7:15p-8:30p TR (25) 3 cr
COAS INTENSIVE WRITING SECTION.
TOPIC: LITERATURE AND ENVIRONMENT
Our course reads literature within its surrounding "environment."
Environmental" criticisms and "ecological" criticisms have recently
come on the scene and expanded dramatically. We'll read some critical
attempts to understand literature from environmental perspectives.
Our readings will include one of the environmental anthologies,
probably Anderson, Slovic, and O'Grady, Literature and the
Environment: A Reader on Nature and Culture . We'll also read
from an "ecological criticism" collection. Among the themes and
topics, we'll consider women and nature; men and nature; development,
urbanization, and the advance of suburban sprawl; chemicals and
pesticides in the ecosystem; separation from nature and return to
nature; predator elimination and predator reintroduction; extreme
nature encounters; extreme weather and global atmospheric change; and
critiques of environmental thinking. The readings contain fiction and
non-fiction, all from the twentieth-century environmental canon.

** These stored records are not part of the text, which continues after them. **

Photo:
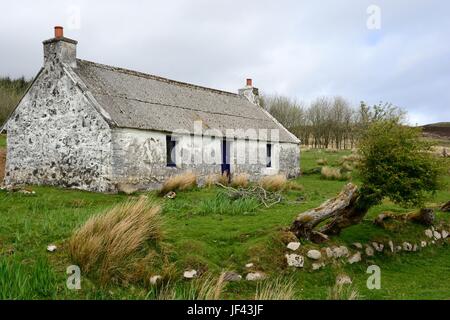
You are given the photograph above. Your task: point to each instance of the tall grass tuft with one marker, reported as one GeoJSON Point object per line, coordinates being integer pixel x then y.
{"type": "Point", "coordinates": [240, 180]}
{"type": "Point", "coordinates": [206, 288]}
{"type": "Point", "coordinates": [342, 292]}
{"type": "Point", "coordinates": [109, 244]}
{"type": "Point", "coordinates": [180, 182]}
{"type": "Point", "coordinates": [222, 204]}
{"type": "Point", "coordinates": [274, 183]}
{"type": "Point", "coordinates": [277, 289]}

In addition to our anthology, course readings will probably include
Ursula K. Le Guin, Always Coming Home and Buffalo Gals
and Other Animal Presences ; Rick Bass, The Ninemile Wolves
; Pat Murphy, Nadya: The Wolf Chronicles ; Aldo Leopold,
A Sand County Almanac ; fiction and poetry by Leslie Marmon
Silko; Jack London, The Call of the Wild ; Jon Krakauer,
Into the Wild ; John McPhee, Encounters with the Archdruid
["Narratives about a conservationist and three of his natural
enemies"]; selections from Rachel Carson, Silent Spring ; and
selections from Martin W. Lewis, Green Delusions: an
Environmentalist Critique of Radical Environmentalism .
There will be mid-term and a final. Students will also write a short
paper (5-6) pages and a longer (circa 10 page) paper. Short
paragraph-length working papers are also a possibility. Class
meetings will mix lecture and discussion.